Entre le ciel et la terre Cosmographie et savoirs à la Renaissance

L’Atelier du CRH, n°17, 2017

Ce dossier dirigé par Jean-Marc Besse, Leonardo Ariel Carrió Cataldi et Andrés Vélez Posada étudie le développement, au début de l’époque moderne, de la cosmographie ainsi que des pratiques et des savoirs visant, au sens large, à décrire le monde. Au carrefour des études de la Renaissance, de l’histoire des sciences, de l’histoire intellectuelle et de celle des empires, les contributions dressent un cadre d’analyse large et riche de débats historiographiques à partir d’un choix suggestif des problématiques et des cas d’étude.

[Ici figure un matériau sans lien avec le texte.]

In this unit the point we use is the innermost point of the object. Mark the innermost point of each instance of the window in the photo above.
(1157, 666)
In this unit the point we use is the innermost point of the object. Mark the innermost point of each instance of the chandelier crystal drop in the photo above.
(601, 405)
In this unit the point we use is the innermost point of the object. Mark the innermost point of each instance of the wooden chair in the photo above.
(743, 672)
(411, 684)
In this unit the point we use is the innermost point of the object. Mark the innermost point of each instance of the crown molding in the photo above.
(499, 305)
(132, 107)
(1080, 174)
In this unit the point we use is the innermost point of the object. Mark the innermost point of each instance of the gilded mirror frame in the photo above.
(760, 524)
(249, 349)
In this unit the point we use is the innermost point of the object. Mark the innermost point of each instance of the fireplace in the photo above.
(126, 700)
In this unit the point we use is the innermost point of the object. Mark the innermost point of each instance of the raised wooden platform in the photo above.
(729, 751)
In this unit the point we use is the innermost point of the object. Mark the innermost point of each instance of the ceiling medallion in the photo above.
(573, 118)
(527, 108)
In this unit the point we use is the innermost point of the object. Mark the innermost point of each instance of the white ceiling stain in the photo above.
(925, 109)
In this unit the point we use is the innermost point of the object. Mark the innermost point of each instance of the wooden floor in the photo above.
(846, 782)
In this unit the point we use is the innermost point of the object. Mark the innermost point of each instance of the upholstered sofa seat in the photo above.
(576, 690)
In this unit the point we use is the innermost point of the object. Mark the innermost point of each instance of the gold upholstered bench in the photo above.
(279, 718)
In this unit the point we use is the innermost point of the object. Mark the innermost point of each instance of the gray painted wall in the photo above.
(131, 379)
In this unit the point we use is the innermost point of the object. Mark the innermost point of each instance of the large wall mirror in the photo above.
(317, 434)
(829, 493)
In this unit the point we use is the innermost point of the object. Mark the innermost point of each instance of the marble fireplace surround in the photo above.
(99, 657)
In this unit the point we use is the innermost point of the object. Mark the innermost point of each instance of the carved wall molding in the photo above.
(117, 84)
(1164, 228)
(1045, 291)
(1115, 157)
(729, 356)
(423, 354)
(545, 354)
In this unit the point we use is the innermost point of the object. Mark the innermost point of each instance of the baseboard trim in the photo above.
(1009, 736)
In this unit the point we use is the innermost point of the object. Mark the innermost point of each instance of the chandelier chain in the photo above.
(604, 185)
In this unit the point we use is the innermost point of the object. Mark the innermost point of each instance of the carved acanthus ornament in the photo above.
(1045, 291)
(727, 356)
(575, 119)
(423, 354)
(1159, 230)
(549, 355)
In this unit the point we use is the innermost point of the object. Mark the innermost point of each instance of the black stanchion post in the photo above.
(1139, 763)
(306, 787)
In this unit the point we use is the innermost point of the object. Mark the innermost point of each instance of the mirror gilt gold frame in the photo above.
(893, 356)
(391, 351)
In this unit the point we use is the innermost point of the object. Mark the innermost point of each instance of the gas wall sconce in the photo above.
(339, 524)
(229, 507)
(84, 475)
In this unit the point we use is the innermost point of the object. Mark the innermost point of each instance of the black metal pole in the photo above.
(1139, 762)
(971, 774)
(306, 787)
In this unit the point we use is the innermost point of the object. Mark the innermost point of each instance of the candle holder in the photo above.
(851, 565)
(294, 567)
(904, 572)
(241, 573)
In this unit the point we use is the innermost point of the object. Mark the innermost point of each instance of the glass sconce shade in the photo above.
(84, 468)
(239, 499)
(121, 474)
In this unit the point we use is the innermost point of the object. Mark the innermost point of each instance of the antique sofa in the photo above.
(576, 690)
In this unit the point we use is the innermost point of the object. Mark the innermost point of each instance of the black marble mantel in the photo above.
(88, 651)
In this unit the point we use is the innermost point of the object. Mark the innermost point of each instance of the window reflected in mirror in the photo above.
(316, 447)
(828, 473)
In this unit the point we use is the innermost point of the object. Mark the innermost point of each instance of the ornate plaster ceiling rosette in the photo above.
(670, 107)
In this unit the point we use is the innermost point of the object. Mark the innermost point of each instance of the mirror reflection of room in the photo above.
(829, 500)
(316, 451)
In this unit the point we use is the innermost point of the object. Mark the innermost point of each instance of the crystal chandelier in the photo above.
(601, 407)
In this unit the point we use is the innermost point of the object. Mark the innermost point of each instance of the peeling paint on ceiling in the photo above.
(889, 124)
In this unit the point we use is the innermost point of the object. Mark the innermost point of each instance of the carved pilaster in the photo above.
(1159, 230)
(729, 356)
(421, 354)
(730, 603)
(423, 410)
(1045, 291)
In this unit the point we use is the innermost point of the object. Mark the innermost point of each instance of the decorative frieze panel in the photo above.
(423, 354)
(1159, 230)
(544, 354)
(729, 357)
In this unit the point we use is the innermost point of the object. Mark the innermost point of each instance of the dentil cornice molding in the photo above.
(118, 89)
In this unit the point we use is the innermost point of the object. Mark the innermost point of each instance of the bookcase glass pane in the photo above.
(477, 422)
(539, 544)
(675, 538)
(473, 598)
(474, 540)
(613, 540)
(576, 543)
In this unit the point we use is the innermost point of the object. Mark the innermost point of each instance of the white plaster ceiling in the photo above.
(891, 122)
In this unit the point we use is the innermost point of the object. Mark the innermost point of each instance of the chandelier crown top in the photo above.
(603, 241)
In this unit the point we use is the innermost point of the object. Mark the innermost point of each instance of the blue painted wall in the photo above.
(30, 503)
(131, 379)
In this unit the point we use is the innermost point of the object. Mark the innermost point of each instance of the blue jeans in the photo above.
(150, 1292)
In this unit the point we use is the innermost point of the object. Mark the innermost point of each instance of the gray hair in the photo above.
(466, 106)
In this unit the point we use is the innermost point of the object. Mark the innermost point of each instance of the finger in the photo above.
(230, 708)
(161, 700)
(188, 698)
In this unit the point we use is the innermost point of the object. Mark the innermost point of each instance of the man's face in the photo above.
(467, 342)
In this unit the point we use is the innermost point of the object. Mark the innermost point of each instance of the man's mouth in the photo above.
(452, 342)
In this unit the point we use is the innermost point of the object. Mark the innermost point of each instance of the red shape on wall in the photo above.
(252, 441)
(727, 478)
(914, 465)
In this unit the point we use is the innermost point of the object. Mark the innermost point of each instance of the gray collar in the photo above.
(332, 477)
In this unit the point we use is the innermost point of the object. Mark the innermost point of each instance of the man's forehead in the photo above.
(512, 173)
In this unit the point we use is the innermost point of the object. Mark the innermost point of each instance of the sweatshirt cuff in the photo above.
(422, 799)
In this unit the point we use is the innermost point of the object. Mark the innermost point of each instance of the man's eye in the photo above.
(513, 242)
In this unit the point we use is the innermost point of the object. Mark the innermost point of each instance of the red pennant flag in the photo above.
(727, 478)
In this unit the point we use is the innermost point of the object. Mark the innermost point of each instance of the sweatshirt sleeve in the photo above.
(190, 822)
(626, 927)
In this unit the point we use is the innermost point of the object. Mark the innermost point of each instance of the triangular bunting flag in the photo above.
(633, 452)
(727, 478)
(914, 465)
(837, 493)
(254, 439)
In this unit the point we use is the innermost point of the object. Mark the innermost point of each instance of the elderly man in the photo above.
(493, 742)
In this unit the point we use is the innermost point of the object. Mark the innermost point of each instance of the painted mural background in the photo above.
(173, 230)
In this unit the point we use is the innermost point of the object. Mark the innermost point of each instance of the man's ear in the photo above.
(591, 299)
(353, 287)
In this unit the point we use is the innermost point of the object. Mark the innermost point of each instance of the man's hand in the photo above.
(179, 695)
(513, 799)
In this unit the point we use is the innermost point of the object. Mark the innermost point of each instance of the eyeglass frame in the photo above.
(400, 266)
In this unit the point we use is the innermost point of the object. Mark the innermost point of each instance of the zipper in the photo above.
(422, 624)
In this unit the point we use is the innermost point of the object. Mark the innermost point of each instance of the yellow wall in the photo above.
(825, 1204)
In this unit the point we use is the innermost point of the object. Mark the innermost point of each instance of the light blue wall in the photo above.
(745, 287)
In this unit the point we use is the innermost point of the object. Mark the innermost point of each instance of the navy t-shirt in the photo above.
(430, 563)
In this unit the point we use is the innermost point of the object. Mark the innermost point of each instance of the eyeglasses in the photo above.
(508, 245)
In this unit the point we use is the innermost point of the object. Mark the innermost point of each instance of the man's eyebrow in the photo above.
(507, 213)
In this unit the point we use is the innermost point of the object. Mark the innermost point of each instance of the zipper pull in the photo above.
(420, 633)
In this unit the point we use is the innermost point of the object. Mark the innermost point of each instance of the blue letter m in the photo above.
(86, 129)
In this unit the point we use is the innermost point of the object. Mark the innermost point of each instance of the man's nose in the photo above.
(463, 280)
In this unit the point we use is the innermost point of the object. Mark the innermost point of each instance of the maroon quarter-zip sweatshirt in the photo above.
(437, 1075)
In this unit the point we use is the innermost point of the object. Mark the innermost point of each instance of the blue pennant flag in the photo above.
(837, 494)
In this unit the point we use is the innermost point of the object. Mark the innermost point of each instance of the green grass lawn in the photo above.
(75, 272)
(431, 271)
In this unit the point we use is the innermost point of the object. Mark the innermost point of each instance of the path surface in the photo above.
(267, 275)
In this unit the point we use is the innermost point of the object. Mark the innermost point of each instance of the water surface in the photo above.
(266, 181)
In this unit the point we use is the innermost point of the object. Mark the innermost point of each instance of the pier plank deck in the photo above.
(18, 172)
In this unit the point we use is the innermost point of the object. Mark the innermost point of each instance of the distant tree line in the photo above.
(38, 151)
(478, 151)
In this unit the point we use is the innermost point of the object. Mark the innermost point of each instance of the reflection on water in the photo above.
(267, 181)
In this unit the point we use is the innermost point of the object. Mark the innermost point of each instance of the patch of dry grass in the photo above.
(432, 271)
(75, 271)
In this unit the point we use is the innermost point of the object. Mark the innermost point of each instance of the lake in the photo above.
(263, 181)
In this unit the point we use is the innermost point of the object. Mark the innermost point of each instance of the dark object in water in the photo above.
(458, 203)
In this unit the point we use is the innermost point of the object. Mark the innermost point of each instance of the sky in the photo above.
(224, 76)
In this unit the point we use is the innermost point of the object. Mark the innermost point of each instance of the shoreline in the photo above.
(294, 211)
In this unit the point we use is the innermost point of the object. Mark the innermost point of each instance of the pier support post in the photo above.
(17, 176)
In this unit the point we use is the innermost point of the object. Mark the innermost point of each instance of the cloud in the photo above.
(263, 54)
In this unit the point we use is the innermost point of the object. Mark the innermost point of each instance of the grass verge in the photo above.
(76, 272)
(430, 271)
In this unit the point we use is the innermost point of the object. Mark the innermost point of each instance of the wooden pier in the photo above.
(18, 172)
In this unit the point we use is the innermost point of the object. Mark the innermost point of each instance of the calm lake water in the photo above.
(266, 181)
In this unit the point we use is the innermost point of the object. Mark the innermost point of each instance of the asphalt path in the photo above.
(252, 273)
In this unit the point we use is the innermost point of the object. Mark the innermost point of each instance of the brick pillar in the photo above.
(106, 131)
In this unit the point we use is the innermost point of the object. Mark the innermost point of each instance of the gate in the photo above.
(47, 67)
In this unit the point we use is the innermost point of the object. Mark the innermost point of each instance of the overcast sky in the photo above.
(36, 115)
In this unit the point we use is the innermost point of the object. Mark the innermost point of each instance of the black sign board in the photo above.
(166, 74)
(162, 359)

De l’analyse des expériences géographiques dans la Venise de Ramusio ou dans la Séville du Padrón Real à l’étude des traités traversés par des disputes cosmologiques et religieuses écrits par Louis Le Roy, Sebastian Frank ou Marin Mersenne, les différents articles du dossier interrogent la stabilité des savoirs sur le monde. De l’exploration de leurs configurations et de leurs rapports dans un périmètre aussi large que possible, entre le ciel et la terre, une proposition générale émerge : celle d’envisager la cosmographie à la Renaissance non pas par une définition restreinte mais plutôt comme un « terrain de savoirs » en pleine transformation.